Airlines lose big betting fuel prices will jump

What is a low-cost carrier?
What is a low-cost carrier?

Airlines in the U.S. have lost a bundle betting that fuel prices would go up.

Three of the nation's major airlines -- United Continental (UAL), Delta Air Lines (DAL) and Southwest Airlines (LUV) -- had locked in fuel purchases at prices above the current market value.

The idea was to hedge in case prices went higher. Instead prices plunged, and the airlines lose hundreds of millions of dollars as a result.

None of the airlines hedged all their fuel needs, so low prices have still helped a lot. In fact the three airlines have saved $11.8 billion from low fuel prices alone.

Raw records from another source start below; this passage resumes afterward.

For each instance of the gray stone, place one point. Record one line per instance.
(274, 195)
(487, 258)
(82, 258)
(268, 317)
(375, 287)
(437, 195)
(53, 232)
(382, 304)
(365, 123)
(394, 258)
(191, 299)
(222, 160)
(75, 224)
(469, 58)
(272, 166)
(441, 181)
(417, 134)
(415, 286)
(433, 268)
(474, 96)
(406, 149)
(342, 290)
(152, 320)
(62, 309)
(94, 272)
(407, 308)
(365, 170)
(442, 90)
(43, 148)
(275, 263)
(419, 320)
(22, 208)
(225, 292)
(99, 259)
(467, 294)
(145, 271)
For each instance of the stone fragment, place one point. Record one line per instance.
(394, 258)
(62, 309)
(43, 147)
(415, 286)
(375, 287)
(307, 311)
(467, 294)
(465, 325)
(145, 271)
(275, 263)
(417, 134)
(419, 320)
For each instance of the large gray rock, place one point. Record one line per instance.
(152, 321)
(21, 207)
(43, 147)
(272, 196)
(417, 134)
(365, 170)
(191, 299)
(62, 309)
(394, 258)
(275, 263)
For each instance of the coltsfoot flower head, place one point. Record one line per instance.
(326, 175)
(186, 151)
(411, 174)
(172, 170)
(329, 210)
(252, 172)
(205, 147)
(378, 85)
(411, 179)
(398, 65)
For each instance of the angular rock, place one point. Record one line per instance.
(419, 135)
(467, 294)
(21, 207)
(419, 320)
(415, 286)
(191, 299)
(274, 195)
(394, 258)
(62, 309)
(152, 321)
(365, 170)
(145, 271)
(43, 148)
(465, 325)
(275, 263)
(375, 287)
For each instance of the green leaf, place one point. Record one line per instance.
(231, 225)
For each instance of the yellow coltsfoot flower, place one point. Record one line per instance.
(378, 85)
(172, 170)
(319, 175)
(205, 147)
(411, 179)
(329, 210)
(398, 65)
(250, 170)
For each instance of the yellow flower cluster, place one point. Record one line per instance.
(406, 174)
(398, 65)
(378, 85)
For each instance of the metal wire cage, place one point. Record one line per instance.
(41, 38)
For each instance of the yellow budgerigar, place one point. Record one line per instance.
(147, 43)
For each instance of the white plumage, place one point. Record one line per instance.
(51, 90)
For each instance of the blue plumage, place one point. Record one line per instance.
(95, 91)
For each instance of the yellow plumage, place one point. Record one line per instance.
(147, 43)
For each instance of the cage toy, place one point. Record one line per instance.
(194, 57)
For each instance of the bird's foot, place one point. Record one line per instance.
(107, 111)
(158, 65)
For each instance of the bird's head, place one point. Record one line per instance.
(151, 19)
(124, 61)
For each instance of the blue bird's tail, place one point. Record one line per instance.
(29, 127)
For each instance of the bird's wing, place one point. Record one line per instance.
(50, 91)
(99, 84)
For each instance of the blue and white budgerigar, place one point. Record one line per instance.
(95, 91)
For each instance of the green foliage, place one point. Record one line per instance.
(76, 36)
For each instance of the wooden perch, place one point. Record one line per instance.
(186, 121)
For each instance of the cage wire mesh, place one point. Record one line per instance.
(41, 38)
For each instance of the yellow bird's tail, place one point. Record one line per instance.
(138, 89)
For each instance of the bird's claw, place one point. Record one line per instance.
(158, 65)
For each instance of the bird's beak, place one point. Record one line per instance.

Related: Airlines saved billions on fuel. You saved $8

Still, the hedging losses add up. Delta lost $2.3 billion on fuel hedging in 2015. United Continental lost $604 million. Southwest said in a recent SEC filing that it could be hit with more than $1 billion in losses on its long-term hedges in the coming years, after losing $254 million in 2015.

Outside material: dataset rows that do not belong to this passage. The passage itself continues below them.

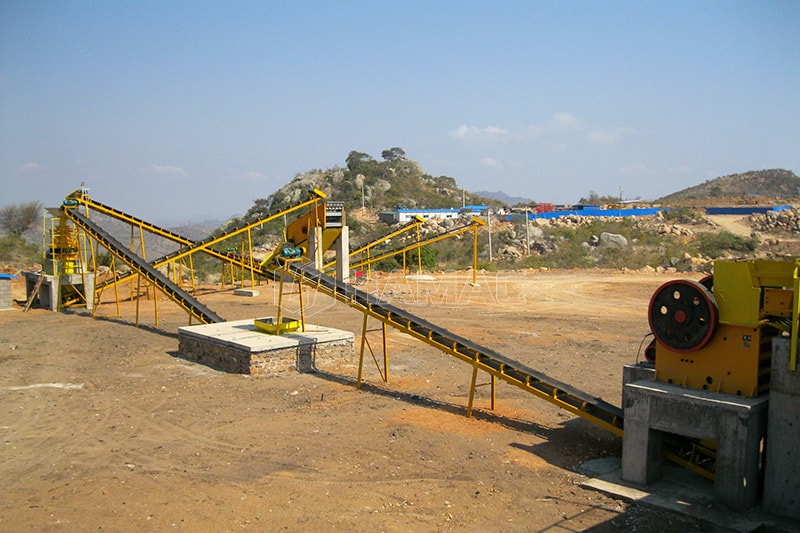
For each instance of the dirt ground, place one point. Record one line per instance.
(105, 427)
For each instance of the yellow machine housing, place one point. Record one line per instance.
(716, 335)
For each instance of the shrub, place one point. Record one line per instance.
(715, 244)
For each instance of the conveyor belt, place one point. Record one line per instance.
(189, 246)
(565, 396)
(143, 268)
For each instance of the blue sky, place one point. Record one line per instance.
(187, 110)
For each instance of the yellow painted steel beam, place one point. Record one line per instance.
(413, 224)
(474, 224)
(144, 269)
(190, 245)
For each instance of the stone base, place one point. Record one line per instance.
(736, 424)
(782, 471)
(239, 348)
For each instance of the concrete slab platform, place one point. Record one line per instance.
(736, 424)
(238, 347)
(681, 491)
(245, 292)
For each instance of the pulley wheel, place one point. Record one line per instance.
(683, 315)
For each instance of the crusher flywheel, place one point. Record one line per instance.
(683, 315)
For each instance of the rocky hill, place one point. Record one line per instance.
(747, 187)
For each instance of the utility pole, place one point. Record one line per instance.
(527, 231)
(489, 223)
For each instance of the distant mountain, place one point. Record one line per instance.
(774, 183)
(503, 197)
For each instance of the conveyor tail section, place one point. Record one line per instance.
(579, 403)
(190, 246)
(143, 268)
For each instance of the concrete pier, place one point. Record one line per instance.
(238, 347)
(736, 424)
(782, 464)
(53, 288)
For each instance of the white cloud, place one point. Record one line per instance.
(166, 169)
(567, 121)
(465, 132)
(563, 123)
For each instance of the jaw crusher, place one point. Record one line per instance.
(716, 334)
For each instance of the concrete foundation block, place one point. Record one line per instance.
(6, 301)
(736, 424)
(238, 347)
(782, 463)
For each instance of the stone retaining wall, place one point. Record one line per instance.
(305, 357)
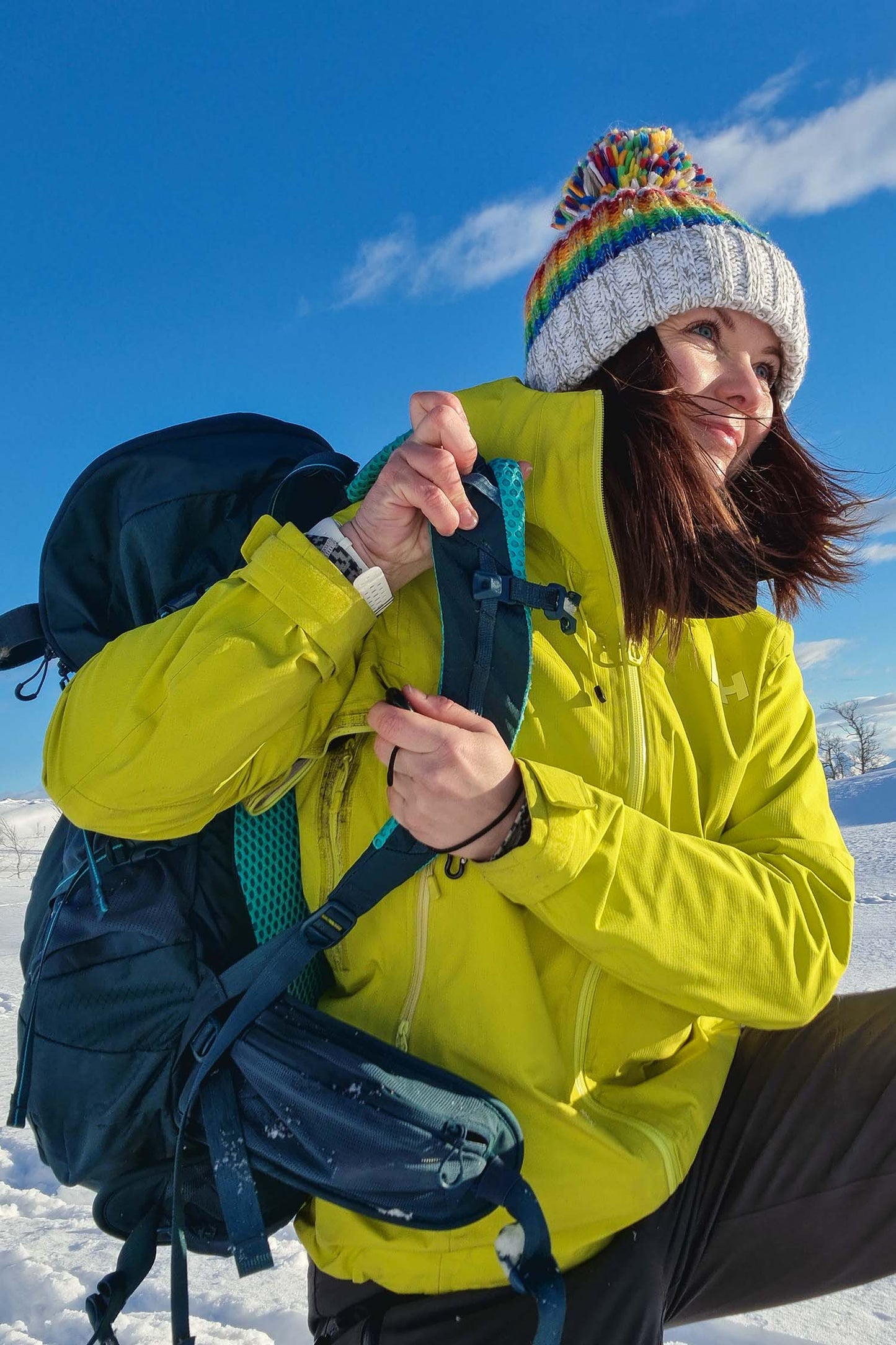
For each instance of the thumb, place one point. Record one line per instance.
(446, 712)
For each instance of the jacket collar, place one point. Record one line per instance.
(562, 435)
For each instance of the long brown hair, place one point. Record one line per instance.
(688, 548)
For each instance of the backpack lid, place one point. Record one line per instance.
(22, 639)
(152, 524)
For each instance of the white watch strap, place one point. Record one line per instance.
(371, 583)
(374, 588)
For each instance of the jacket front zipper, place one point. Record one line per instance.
(334, 805)
(424, 898)
(632, 661)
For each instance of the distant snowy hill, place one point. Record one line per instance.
(861, 801)
(51, 1254)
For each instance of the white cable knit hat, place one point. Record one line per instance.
(644, 237)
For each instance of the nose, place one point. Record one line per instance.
(739, 387)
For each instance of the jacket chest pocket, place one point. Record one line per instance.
(334, 803)
(624, 1037)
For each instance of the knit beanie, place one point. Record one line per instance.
(642, 238)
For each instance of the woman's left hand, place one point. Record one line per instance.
(453, 772)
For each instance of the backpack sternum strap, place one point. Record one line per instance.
(558, 603)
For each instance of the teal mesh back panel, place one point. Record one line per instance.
(268, 864)
(360, 485)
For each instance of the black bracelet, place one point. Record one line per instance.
(510, 809)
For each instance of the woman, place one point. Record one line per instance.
(641, 958)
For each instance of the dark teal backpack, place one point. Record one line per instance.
(171, 1053)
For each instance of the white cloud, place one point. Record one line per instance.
(495, 243)
(810, 653)
(492, 243)
(882, 516)
(806, 167)
(770, 92)
(761, 169)
(879, 552)
(379, 262)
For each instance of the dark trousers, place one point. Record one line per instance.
(793, 1195)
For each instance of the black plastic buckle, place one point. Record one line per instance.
(329, 924)
(561, 605)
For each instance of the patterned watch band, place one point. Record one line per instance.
(519, 833)
(340, 557)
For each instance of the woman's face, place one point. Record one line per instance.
(727, 364)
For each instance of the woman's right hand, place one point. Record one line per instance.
(420, 485)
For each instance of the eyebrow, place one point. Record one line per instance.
(725, 321)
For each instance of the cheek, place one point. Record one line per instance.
(695, 372)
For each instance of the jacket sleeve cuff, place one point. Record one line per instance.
(331, 610)
(561, 805)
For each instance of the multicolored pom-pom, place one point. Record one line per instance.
(634, 161)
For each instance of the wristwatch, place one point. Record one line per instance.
(368, 580)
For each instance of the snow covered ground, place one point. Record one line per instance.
(51, 1254)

Still Southwest said that it isn't giving up on the strategy.

"We used hedges as insurance to reduce the volatile nature of our fuel costs and predict as much as we can our costs moving forward," said spokesman Chris Mainz. "Tactics may change somewhat based on conditions. But we certainly haven't given up on it altogether."

Related: Airfares could jump on Brexit vote

But even Southwest said it isn't hedged for the first quarter of 2016.

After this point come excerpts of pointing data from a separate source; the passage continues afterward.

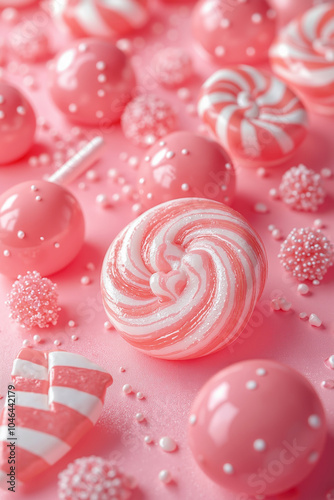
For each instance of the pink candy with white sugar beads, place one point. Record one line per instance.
(307, 254)
(91, 81)
(220, 29)
(301, 189)
(184, 164)
(257, 427)
(17, 124)
(94, 477)
(146, 119)
(172, 66)
(33, 301)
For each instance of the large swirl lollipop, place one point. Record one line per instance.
(303, 55)
(182, 280)
(255, 116)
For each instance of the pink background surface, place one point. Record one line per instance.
(170, 387)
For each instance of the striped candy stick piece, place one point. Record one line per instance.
(58, 398)
(255, 116)
(303, 55)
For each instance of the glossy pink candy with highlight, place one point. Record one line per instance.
(183, 165)
(257, 427)
(181, 281)
(220, 29)
(58, 398)
(104, 18)
(91, 82)
(254, 115)
(41, 228)
(17, 124)
(303, 55)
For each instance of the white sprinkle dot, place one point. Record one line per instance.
(314, 421)
(127, 389)
(165, 476)
(228, 469)
(259, 445)
(251, 385)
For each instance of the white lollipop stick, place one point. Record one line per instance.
(76, 165)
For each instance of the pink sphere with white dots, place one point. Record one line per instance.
(183, 165)
(257, 427)
(17, 124)
(41, 228)
(91, 82)
(234, 32)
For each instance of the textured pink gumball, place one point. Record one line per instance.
(29, 44)
(257, 427)
(41, 228)
(172, 66)
(301, 189)
(17, 124)
(146, 119)
(234, 32)
(303, 55)
(33, 301)
(91, 82)
(254, 115)
(103, 18)
(182, 165)
(94, 478)
(182, 280)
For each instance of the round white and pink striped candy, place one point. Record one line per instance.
(182, 280)
(104, 18)
(303, 55)
(219, 27)
(255, 116)
(58, 398)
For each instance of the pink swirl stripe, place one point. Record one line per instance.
(303, 55)
(182, 280)
(254, 115)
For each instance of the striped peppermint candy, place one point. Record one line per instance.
(103, 18)
(58, 398)
(182, 280)
(255, 116)
(303, 55)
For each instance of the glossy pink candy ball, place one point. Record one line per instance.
(257, 427)
(17, 124)
(41, 228)
(91, 82)
(234, 32)
(184, 164)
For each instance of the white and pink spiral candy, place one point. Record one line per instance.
(182, 280)
(255, 116)
(303, 55)
(103, 18)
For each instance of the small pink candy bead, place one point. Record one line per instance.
(257, 419)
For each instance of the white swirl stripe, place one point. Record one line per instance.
(254, 115)
(182, 280)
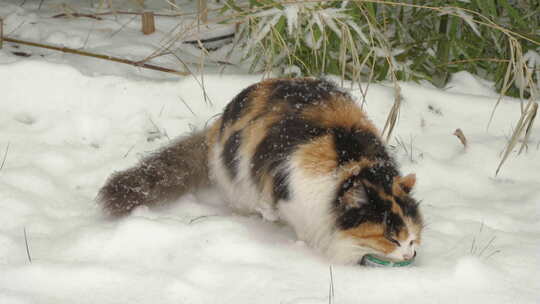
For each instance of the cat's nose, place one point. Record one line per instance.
(408, 256)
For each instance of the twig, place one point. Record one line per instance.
(77, 15)
(4, 158)
(27, 248)
(461, 137)
(123, 26)
(100, 56)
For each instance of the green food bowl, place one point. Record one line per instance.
(375, 261)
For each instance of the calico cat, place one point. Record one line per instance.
(296, 150)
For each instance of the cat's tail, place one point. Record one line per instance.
(162, 176)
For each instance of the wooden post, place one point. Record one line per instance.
(203, 10)
(148, 25)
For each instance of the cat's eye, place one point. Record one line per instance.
(395, 242)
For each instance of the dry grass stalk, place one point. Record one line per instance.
(148, 24)
(100, 56)
(4, 158)
(459, 134)
(524, 125)
(203, 10)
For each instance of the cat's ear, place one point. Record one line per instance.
(406, 183)
(354, 197)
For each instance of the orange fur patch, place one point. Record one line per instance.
(371, 235)
(318, 157)
(340, 112)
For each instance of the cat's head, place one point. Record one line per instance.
(376, 212)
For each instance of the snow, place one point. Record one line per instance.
(68, 122)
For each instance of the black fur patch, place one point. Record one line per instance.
(301, 92)
(280, 141)
(230, 153)
(409, 207)
(381, 174)
(352, 145)
(373, 211)
(237, 106)
(280, 186)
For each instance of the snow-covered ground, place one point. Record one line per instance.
(67, 122)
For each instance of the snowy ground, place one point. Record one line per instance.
(68, 122)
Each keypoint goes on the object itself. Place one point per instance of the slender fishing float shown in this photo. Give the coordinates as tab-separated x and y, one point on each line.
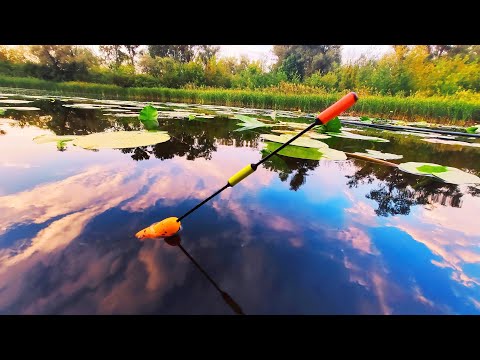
171	226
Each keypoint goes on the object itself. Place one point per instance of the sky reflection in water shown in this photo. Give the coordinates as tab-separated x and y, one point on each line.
313	238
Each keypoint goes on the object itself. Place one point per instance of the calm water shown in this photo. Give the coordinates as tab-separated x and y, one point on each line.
296	237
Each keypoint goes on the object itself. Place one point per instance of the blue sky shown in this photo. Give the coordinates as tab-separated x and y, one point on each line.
258	52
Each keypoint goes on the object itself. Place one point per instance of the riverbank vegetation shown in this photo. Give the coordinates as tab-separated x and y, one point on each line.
436	82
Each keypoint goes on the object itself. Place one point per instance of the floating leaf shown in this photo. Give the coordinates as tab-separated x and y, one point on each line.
13	101
46	138
348	135
121	139
250	123
379	155
307	153
273	115
148	116
451	142
333	126
444	173
432	169
413	168
124	115
87	106
310	134
473	129
420	134
298	126
21	108
302	141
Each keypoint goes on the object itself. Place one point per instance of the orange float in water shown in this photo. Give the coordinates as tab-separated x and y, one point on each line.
165	228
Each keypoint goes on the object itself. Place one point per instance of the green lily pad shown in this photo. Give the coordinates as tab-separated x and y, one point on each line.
13	101
148	116
332	126
432	169
451	142
302	141
443	173
310	134
250	123
298	126
124	115
348	135
121	139
87	106
21	108
46	138
473	129
379	155
307	153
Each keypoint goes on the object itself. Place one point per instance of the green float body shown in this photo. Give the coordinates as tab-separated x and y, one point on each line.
242	174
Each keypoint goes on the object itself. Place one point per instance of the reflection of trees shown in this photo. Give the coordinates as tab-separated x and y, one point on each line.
286	166
190	139
399	191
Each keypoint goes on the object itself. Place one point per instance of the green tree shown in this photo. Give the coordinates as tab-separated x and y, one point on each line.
132	51
304	60
205	52
63	62
181	53
114	55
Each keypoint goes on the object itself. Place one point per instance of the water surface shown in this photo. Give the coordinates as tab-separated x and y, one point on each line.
296	237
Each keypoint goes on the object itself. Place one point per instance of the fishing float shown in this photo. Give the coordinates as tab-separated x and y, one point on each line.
171	226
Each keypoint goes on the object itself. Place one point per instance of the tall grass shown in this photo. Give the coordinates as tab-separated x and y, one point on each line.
414	107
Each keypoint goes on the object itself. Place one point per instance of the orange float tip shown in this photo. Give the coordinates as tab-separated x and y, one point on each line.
336	109
163	229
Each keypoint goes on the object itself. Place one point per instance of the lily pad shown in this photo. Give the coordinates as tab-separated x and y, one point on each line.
148	116
310	134
348	135
298	126
379	155
13	101
250	123
307	153
124	115
22	108
302	141
451	142
121	139
87	106
444	173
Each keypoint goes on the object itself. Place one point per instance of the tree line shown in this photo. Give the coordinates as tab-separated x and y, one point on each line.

American Airlines (AAL), meanwhile, hasn't used hedges at all since 2014. The current management team, which basically came to the airline from the former America West Airlines in a series of mergers, was never a fan of these bets, even when oil prices were higher.

"Hedging is a rigged game that enriches Wall Street," said Scott Kirby, the airline's president, in a statement to the Wall Street Journal which was confirmed by an airline spokesman.